Et ce sourire, donc ! Un sourire mielleux qui n’empêchait pas Mlle Esther de découvrir de longues dents prêtes à mordre ! Et parmi ces dents il y en avait une bonne moitié en or !
— Vous êtes pour longtemps à Royan ?
— Je ne sais pas encore…
— J’ai honte de ne pas vous avoir remercié plus tôt… J’ai appris, en effet, la façon si élégante et si spirituelle dont, hier, au casino, vous avez réparé l’espièglerie de Mlle Grégoire… Car c’est évidemment une espièglerie… N’est-ce pas, mademoiselle ?
Celle-ci s’était retournée et regardait durement les deux interlocuteurs.
— Vous voyez comment ces drames arrivent… Je m’étais absentée un moment…
Une lumière se fit et le Petit Docteur faillit déclarer : « Ce n’est pas vrai ! »
Il ne le dit pas, mais il le pensa. Il revoyait maintenant la scène de la veille. Des détails oubliés lui revenaient. Et il était sûr qu’au moment de l’algarade il avait aperçu la vieille demoiselle se faufilant vers la sortie.
— Ces jeunes filles d’aujourd’hui… Enfin ! J’en serai quitte pour ne plus relâcher ma surveillance… J’étais seulement confuse de ne pas vous avoir remercié au nom des parents de Mlle Grégoire…
— Ils habitent sans doute Paris ?
— Ils sont pour le moment en Amérique du Sud… Ils voyagent beaucoup… C’est pourquoi il leur fallait une personne de tout repos pour…
« Toi, ma vieille, pensait le Petit Docteur, voilà que tu deviens trop bavarde d’un seul coup…»
Le plus comique, c’est qu’un couple, non loin d’eux, le voyant entrepris par cette caricature, lui adressait des clins d’œil qui signifiaient : « Est-elle marrante, la vieille ! Vous n’allez plus pouvoir vous en débarrasser…»
Le fait est qu’elle devenait insistante.
— Vous n’êtes pas trop au soleil ? Vous ne voulez pas vous mettre à l’ombre de notre parasol ?
— Je vous-remercie… Non, vraiment…
— Royan est une plage délicieuse… En Angleterre, nous n’avons que des…
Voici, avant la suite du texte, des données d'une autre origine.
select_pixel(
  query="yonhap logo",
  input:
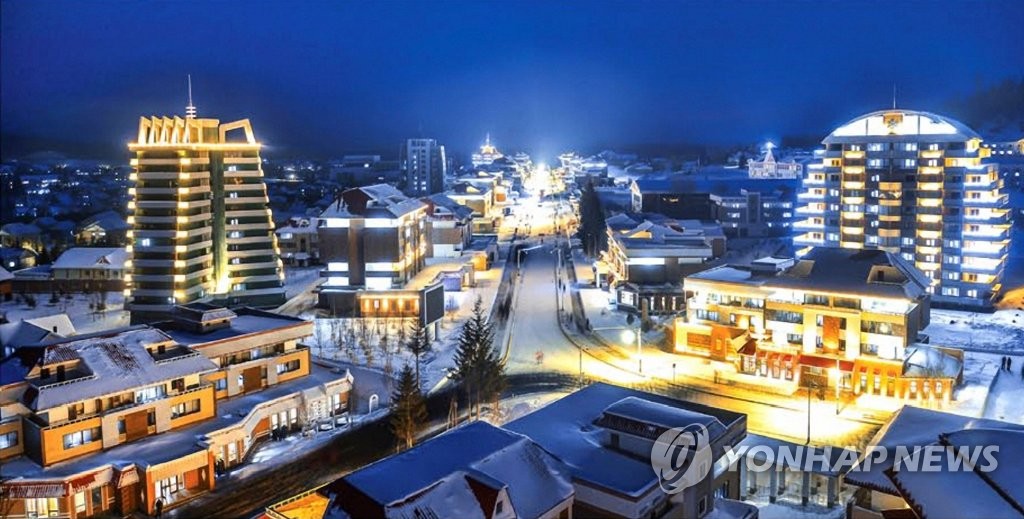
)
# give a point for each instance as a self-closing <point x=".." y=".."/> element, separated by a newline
<point x="681" y="458"/>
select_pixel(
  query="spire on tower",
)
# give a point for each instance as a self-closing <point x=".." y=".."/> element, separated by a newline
<point x="190" y="109"/>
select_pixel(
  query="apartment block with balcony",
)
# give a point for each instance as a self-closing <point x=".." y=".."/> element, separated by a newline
<point x="108" y="423"/>
<point x="834" y="316"/>
<point x="915" y="184"/>
<point x="648" y="255"/>
<point x="201" y="224"/>
<point x="374" y="241"/>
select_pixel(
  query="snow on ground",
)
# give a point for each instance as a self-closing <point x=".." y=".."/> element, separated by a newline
<point x="788" y="511"/>
<point x="434" y="364"/>
<point x="86" y="319"/>
<point x="1006" y="400"/>
<point x="299" y="279"/>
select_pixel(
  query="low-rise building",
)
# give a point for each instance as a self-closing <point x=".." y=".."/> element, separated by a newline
<point x="111" y="422"/>
<point x="475" y="471"/>
<point x="107" y="228"/>
<point x="451" y="226"/>
<point x="768" y="167"/>
<point x="605" y="435"/>
<point x="478" y="196"/>
<point x="835" y="316"/>
<point x="648" y="259"/>
<point x="753" y="214"/>
<point x="587" y="455"/>
<point x="897" y="485"/>
<point x="94" y="268"/>
<point x="299" y="241"/>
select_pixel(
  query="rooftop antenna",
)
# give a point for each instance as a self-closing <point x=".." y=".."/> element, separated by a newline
<point x="190" y="109"/>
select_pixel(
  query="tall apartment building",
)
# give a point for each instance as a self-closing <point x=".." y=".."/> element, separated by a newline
<point x="911" y="183"/>
<point x="425" y="167"/>
<point x="201" y="225"/>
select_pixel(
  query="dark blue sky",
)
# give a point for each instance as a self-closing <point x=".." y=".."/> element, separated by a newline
<point x="328" y="78"/>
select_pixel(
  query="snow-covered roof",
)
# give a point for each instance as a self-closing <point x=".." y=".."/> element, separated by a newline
<point x="92" y="257"/>
<point x="927" y="361"/>
<point x="565" y="428"/>
<point x="111" y="361"/>
<point x="901" y="125"/>
<point x="912" y="427"/>
<point x="36" y="330"/>
<point x="438" y="477"/>
<point x="839" y="270"/>
<point x="108" y="220"/>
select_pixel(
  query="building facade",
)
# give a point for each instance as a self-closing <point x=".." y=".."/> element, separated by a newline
<point x="425" y="167"/>
<point x="835" y="316"/>
<point x="646" y="260"/>
<point x="201" y="223"/>
<point x="912" y="183"/>
<point x="108" y="423"/>
<point x="752" y="214"/>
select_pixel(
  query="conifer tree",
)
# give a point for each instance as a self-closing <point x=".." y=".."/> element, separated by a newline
<point x="409" y="408"/>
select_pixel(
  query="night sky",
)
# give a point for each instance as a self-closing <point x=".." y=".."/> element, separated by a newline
<point x="324" y="79"/>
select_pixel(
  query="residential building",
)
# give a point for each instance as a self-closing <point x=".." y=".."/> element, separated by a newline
<point x="451" y="226"/>
<point x="34" y="331"/>
<point x="299" y="241"/>
<point x="912" y="183"/>
<point x="605" y="434"/>
<point x="25" y="235"/>
<point x="14" y="258"/>
<point x="893" y="487"/>
<point x="94" y="268"/>
<point x="110" y="422"/>
<point x="479" y="197"/>
<point x="107" y="228"/>
<point x="425" y="167"/>
<point x="476" y="470"/>
<point x="754" y="214"/>
<point x="834" y="316"/>
<point x="374" y="241"/>
<point x="587" y="455"/>
<point x="202" y="228"/>
<point x="768" y="167"/>
<point x="487" y="154"/>
<point x="674" y="197"/>
<point x="646" y="260"/>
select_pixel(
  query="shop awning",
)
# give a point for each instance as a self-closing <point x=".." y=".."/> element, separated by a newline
<point x="825" y="362"/>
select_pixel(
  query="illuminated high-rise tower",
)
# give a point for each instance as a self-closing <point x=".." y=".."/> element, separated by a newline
<point x="912" y="183"/>
<point x="201" y="224"/>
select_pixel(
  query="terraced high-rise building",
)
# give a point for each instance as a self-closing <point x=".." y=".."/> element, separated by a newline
<point x="913" y="183"/>
<point x="201" y="223"/>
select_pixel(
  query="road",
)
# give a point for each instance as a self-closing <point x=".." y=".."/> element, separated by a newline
<point x="539" y="345"/>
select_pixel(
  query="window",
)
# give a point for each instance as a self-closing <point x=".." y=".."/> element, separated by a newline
<point x="77" y="438"/>
<point x="170" y="486"/>
<point x="291" y="365"/>
<point x="8" y="440"/>
<point x="184" y="408"/>
<point x="42" y="507"/>
<point x="80" y="503"/>
<point x="151" y="393"/>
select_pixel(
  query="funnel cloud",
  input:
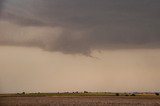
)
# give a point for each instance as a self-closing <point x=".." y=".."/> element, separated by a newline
<point x="80" y="26"/>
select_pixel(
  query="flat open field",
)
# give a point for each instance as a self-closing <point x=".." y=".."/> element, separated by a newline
<point x="81" y="101"/>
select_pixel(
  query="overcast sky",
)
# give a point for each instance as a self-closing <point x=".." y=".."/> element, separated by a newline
<point x="42" y="39"/>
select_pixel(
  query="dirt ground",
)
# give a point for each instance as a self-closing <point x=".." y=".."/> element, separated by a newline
<point x="80" y="101"/>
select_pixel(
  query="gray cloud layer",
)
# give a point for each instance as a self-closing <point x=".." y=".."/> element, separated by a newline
<point x="84" y="25"/>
Le plus difficile, c’était de penser, de penser d’une façon forcenée, à toute vitesse, pour ne pas être pris de court, et en même temps de montrer un visage candide et souriant.
Surtout que Lina le regardait, le front dur, les yeux plus durs encore, et qu’il avait l’impression qu’en quelques minutes elle venait de vieillir de cinq ou six ans…
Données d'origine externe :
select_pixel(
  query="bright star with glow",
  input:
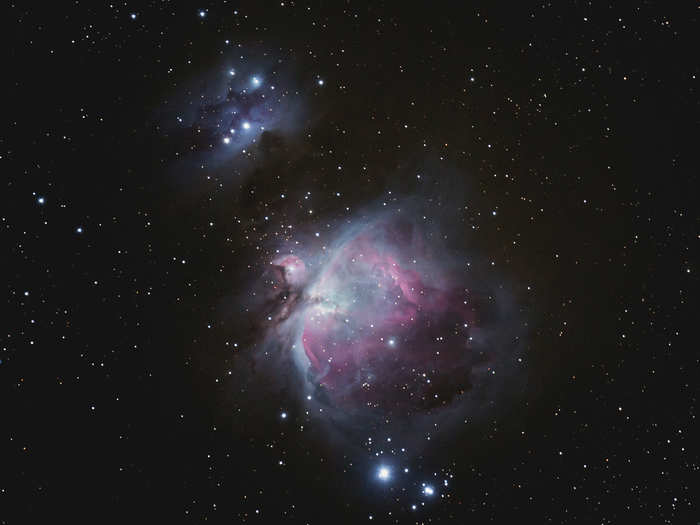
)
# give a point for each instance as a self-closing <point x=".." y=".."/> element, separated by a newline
<point x="383" y="473"/>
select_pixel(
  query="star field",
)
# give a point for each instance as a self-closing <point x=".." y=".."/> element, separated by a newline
<point x="350" y="262"/>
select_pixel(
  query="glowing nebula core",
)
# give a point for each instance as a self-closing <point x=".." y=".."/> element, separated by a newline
<point x="385" y="327"/>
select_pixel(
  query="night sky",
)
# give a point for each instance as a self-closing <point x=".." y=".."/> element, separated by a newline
<point x="333" y="262"/>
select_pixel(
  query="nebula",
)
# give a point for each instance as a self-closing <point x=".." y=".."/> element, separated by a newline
<point x="385" y="327"/>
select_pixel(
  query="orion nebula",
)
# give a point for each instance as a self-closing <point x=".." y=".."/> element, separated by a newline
<point x="389" y="327"/>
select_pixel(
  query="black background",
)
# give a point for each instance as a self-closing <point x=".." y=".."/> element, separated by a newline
<point x="600" y="197"/>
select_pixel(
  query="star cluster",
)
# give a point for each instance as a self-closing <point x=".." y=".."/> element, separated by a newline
<point x="312" y="261"/>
Où était la poupée idéale de tout à l’heure, la jeune fille rose et candide comme on n’en voit que sur les cartes postales ?
— Vous êtes médecin, m’a-t-on dit ? Susurrait la vieille.
— Médecin de campagne, oui…
— Cela doit être passionnant…
Pourquoi passionnant ? Et pour quelle raison, soudain, lui avait-elle ainsi adressé la parole ? Pour quelle raison semblait-elle ne plus vouloir le lâcher, quitte à jouer une interminable comédie ?
C’est ce qu’il se demandait. Il sentait qu’il fallait trouver la solution très vite, que tout dépendait de là. Il sentait aussi que Lina s’impatientait, le souhaitait à tous les diables, lui faisant comprendre que plus tôt il s’en irait et mieux cela vaudrait.